Zu den finanziellen Konsequenzen: Aufgrund der Konzentration auf die mehrheitsfähigen Positionen bei den Programmvereinbarungen beantragt die Kommissionsmehrheit mit 17 zu 8 Stimmen entsprechend dem Beschluss des Ständerates nun einen Verpflichtungskredit über 100 Millionen Franken über vier Jahre, anstatt der ursprünglich vorgesehenen 200 Millionen Franken. Die Vorlage bildet nach wie vor den indirekten Gegenentwurf zur Kita-Initiative. Mit der nun vorliegenden, zwischen den Räten weitgehend bereinigten Lösung erhält das Parlament einen tragfähigen Gegenentwurf, der die Vereinbarkeit von Familie und Beruf verbessert, die Chancengerechtigkeit stärkt, aber gleichzeitig föderale Zuständigkeiten respektiert.
Zusammenfassend empfiehlt Ihnen die Kommissionsmehrheit also, beim UKibeG in allen noch offenen Punkten dem Ständerat zu folgen, die Betreuungszulage im Familienzulagengesetz gemäss ständerätlichem Modell mit Fokus auf die Erwerbstätigkeit beider Elternteile einzuführen und den Bundesbeschluss mit dem Verpflichtungskredit von 100 Millionen Franken über vier Jahre zu verabschieden.
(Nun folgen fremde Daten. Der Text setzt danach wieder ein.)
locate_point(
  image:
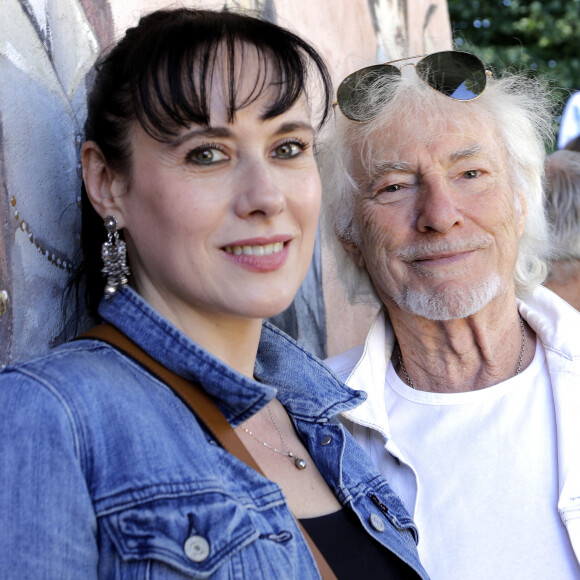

Dies ist kein Maximalmodell, weder für diejenigen, die sich eine sehr weitgehende bundesrechtliche Regelung wünschen, noch für jene, die am liebsten gar keine bundesrechtliche Lösung hätten. Es ist ein ausgewogener, mehrheitsfähiger Kompromiss, der die dringend nötige Planungssicherheit für Familien, Kantone und Betreuungseinrichtungen schafft.
Ich bitte Sie daher im Namen der WBK-N, überall den Anträgen der Kommissionsmehrheit zu folgen.
Zum Schluss noch ein Hinweis in redaktioneller Hinsicht: Die Räte haben bei diesem Gesetz umfangreiche Änderungen vorgenommen. Dabei wurden Artikel verschoben, gestrichen und vom Bundesgesetz über die Unterstützung der institutionellen familienergänzenden Kinderbetreuung ins Familienzulagengesetz verlagert. Die Redaktionskommission hat uns darauf aufmerksam gemacht, dass diese Änderungen dazu führen, dass die Vorlage aus redaktioneller Sicht sowie aus gesetzestechnischen und -systematischen Gründen optimiert werden muss. Nach Rücksprache mit den Präsidenten der WBK-N und der WBK-S wird die Redaktionskommission daher den Text vor der Schlussabstimmung entsprechend anpassen.
Ich weise Sie zudem darauf hin, dass im Amtlichen Bulletin zur Beratung des Geschäfts 21.403 im Nationalrat am 6.[NB]Mai 2025 ein Fehler gefunden wurde. Bei Artikel 1 Absatz 2 Buchstaben a, b, c und cbis UKibeG wurde vermerkt, dass der Nationalrat gemäss Ständerat beschlossen habe. Die Fahne für die Beratung des Nationalrates vom 6.[NB]Mai zeigt jedoch, dass die Kommission ihrem Rat vorgeschlagen hat, die Buchstaben zu streichen und mit "finanzielle Beiträge" zu ersetzen. Die restlichen Bestimmungen sollten nicht mehr Teil von Absatz 2 sein.
Das Missverständnis wurde in der WBK-S bereits geklärt, und die Kommission hat die Beschlussfahne als Grundlage für die Beratung genutzt. Nach dieser Klärung wird das Amtliche Bulletin einen entsprechenden Hinweis anbringen.